Don’t just do the research: put in the work to improve, build, fund and prioritize what these students want and need. Put the work—and the money—where your mouth is. If your college touts diversity as a core value, show the ways you’re working to improve it and what your measurable goals are (I’m not talking enrollment numbers here: I’m talking funding goals for diversity support services, scholarships, amenities, etc.).

Survey respondents noted over and over that colleges don’t have to be perfect when it comes to diversity, but that they want authenticity from colleges. They want to know it’s a priority and how it’s being acted on, even if there’s a long way to go.

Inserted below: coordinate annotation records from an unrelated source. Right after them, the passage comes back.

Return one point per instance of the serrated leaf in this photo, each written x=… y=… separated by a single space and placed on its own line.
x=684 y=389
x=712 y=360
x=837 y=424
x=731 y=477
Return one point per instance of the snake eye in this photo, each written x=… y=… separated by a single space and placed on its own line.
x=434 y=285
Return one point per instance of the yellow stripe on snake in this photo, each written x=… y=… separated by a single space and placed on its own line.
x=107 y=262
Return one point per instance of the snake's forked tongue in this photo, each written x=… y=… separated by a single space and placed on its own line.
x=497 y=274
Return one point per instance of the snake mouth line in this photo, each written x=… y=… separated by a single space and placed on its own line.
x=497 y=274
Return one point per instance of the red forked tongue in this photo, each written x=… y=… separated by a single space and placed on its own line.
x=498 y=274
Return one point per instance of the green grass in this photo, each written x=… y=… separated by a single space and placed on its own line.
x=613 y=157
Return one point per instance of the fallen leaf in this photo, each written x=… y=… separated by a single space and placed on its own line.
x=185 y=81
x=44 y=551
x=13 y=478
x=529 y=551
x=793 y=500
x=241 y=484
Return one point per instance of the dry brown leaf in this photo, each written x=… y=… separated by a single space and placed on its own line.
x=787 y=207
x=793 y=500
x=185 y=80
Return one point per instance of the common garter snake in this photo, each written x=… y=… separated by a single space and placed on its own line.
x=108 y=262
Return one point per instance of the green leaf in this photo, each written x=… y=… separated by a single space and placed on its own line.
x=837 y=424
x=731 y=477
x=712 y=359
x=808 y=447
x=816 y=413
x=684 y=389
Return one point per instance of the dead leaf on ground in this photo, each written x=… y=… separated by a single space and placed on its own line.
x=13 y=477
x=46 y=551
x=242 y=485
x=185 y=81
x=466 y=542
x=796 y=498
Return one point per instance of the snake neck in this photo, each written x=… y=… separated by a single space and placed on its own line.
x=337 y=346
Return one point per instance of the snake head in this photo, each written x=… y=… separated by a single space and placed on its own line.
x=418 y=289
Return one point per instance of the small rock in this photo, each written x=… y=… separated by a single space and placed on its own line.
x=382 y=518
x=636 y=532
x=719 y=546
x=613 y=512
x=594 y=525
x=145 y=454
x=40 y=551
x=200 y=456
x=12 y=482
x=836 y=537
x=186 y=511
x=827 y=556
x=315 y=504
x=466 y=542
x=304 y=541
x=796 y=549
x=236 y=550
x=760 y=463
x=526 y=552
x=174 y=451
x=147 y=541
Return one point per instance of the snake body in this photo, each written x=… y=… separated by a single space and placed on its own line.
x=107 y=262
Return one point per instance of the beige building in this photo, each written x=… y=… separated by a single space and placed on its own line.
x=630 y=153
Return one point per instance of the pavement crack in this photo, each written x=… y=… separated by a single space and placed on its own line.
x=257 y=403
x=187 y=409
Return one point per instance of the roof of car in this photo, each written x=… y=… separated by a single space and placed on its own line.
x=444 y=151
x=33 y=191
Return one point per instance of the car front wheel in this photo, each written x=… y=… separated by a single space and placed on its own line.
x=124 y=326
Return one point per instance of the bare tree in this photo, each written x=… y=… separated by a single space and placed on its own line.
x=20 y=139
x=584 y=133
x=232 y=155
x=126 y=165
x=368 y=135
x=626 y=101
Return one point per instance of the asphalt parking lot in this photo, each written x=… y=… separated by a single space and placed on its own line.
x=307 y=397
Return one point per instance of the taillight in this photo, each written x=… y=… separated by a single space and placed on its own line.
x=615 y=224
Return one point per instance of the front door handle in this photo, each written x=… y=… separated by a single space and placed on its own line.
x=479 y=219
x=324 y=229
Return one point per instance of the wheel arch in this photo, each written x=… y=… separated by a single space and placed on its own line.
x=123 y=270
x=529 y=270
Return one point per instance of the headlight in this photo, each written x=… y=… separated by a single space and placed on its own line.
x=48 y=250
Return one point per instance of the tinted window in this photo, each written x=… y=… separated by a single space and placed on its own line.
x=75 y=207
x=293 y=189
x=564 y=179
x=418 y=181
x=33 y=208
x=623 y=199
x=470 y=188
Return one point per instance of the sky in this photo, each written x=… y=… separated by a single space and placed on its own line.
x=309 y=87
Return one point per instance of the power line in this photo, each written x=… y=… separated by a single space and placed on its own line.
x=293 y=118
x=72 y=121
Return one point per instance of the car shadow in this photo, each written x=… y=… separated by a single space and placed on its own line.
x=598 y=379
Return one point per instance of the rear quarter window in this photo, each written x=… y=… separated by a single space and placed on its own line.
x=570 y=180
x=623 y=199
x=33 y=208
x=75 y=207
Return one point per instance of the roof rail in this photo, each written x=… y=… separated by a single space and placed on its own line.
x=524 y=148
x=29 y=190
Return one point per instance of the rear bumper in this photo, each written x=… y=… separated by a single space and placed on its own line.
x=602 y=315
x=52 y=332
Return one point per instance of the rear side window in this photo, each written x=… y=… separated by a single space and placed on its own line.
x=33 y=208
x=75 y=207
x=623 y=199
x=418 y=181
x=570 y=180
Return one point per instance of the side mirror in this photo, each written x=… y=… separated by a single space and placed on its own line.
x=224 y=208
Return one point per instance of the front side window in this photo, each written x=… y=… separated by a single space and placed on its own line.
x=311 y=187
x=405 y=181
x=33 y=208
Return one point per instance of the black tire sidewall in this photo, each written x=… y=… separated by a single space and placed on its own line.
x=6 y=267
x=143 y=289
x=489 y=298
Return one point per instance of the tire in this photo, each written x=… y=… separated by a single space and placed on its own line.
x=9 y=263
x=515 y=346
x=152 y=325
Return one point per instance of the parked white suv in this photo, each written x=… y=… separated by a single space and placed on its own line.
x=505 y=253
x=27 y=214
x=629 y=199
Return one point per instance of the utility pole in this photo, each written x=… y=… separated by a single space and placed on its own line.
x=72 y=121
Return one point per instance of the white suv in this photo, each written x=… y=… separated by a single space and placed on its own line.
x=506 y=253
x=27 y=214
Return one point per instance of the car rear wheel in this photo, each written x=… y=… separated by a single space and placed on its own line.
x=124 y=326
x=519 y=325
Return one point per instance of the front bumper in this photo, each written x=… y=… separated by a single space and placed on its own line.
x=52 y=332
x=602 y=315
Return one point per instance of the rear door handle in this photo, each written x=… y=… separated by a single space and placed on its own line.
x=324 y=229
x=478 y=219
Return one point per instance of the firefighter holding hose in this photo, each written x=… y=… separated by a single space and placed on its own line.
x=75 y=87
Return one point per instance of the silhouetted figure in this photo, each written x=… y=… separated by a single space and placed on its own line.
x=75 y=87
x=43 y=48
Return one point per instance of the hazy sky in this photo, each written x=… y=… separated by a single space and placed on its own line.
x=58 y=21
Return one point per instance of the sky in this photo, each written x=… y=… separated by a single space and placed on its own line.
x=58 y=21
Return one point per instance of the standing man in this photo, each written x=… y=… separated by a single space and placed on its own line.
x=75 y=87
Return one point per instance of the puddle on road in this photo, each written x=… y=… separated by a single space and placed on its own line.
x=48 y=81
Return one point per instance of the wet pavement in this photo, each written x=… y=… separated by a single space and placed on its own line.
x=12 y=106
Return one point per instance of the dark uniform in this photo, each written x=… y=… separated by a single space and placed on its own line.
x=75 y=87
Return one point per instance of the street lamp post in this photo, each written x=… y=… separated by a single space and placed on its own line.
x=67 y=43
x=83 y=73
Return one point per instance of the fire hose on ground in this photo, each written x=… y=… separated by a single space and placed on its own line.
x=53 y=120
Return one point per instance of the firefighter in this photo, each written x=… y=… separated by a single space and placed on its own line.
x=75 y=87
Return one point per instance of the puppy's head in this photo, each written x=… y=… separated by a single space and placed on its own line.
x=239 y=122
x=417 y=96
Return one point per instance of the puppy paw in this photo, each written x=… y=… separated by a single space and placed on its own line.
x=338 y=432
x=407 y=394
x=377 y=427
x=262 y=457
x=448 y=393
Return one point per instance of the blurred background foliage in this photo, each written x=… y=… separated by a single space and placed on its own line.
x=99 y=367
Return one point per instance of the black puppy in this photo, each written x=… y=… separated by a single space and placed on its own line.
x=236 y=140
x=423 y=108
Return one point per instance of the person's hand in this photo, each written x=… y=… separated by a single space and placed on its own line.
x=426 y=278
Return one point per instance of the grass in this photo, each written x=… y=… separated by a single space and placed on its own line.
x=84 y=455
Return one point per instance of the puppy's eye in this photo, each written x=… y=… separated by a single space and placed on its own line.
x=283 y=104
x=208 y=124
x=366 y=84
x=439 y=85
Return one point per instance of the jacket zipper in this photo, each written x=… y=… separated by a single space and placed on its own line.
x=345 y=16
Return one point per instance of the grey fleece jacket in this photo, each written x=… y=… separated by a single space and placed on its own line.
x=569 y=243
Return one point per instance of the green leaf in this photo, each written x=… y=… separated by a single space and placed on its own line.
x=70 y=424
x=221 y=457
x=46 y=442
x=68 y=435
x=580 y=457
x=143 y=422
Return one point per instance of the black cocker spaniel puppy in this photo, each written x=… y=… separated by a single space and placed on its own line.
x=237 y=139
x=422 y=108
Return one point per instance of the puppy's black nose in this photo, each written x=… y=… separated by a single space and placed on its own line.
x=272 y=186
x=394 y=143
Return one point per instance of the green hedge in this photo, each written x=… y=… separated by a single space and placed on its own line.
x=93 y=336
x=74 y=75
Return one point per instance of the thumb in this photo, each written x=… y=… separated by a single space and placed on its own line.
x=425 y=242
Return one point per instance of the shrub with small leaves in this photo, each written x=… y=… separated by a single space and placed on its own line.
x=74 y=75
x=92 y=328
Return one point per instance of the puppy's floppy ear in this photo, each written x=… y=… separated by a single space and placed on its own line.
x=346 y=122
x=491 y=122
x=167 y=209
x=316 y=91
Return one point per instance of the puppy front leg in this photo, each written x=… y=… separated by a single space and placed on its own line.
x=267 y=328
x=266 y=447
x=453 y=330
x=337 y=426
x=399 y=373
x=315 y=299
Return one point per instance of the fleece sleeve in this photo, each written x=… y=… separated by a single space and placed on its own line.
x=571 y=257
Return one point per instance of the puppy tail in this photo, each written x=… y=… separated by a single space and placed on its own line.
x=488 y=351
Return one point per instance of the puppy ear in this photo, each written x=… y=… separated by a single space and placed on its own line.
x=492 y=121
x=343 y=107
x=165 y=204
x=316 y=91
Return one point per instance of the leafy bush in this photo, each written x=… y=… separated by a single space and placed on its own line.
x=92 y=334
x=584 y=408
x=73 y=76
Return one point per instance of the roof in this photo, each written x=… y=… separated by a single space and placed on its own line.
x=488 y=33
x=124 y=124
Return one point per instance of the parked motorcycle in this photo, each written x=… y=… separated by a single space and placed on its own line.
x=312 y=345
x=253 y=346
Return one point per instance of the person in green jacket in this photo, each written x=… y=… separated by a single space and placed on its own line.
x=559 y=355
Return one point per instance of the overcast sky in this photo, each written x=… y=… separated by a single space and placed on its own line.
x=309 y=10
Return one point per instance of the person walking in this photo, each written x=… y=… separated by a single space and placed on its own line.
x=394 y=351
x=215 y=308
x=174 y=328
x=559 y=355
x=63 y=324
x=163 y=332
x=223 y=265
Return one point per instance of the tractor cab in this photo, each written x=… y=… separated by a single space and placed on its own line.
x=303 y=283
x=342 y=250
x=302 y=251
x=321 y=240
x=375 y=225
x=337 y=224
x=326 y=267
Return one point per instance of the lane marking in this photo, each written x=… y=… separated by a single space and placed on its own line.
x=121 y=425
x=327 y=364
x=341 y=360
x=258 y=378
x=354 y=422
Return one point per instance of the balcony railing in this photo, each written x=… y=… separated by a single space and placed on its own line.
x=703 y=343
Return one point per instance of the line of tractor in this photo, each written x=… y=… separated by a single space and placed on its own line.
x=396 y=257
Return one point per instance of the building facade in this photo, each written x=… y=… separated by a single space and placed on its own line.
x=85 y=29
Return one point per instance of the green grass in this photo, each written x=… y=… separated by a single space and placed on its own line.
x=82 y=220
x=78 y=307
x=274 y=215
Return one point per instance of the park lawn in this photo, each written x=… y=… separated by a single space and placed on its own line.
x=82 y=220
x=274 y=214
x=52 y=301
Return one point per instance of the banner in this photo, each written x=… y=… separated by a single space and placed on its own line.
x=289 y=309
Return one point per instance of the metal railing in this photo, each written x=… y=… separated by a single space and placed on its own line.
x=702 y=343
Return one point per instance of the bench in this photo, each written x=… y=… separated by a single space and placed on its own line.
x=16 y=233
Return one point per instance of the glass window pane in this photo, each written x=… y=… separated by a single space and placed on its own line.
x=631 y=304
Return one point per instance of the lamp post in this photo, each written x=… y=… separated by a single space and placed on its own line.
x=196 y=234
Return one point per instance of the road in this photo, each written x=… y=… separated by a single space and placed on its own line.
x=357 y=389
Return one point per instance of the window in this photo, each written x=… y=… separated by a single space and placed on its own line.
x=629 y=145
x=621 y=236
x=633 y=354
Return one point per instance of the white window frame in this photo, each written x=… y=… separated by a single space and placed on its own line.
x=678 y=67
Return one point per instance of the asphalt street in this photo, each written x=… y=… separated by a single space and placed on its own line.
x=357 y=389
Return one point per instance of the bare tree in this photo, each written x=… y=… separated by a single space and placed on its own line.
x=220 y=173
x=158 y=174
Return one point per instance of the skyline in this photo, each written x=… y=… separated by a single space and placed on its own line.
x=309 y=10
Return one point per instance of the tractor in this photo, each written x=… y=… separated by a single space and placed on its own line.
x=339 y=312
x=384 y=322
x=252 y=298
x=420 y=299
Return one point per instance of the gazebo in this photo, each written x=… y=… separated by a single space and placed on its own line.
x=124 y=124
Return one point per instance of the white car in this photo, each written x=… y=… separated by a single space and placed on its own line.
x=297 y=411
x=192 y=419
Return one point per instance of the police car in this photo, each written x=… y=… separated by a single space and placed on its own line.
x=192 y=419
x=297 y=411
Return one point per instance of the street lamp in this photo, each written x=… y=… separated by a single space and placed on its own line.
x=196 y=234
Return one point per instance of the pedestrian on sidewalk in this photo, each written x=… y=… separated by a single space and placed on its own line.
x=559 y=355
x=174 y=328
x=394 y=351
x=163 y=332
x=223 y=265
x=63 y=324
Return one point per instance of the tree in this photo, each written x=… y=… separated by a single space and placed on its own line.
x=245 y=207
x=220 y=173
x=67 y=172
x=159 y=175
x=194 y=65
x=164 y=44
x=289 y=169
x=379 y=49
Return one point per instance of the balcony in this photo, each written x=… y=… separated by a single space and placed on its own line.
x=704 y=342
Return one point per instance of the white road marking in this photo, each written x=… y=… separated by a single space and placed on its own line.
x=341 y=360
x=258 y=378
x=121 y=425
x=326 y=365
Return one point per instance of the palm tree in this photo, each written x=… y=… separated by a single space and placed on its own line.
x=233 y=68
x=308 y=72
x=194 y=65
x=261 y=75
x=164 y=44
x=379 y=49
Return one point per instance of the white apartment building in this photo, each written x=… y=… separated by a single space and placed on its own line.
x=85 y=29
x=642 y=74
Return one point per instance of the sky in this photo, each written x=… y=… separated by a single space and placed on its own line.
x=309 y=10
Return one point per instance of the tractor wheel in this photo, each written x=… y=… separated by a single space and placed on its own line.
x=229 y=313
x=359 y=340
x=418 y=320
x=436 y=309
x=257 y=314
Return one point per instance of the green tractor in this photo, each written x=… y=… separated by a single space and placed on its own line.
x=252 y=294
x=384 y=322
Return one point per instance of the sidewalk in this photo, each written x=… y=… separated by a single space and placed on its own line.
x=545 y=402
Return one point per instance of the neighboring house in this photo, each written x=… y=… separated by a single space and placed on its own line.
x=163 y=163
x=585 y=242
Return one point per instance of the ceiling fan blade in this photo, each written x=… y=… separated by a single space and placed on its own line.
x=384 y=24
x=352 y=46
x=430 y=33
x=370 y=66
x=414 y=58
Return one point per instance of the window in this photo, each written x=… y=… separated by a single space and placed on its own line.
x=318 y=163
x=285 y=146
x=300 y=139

Numbers and goals have been driving this conversation for too long. Let humanity, empathy and data guide you first and foremost. When you don’t know, ask. When you think you know, still ask. When you get an answer, act on it, or make a measurable plan to act on it. Be authentic, own up to your shortcomings and lay out the path forward. Invite prospective students to be part of the path forward—heck, ask them to help lead it. Just ask.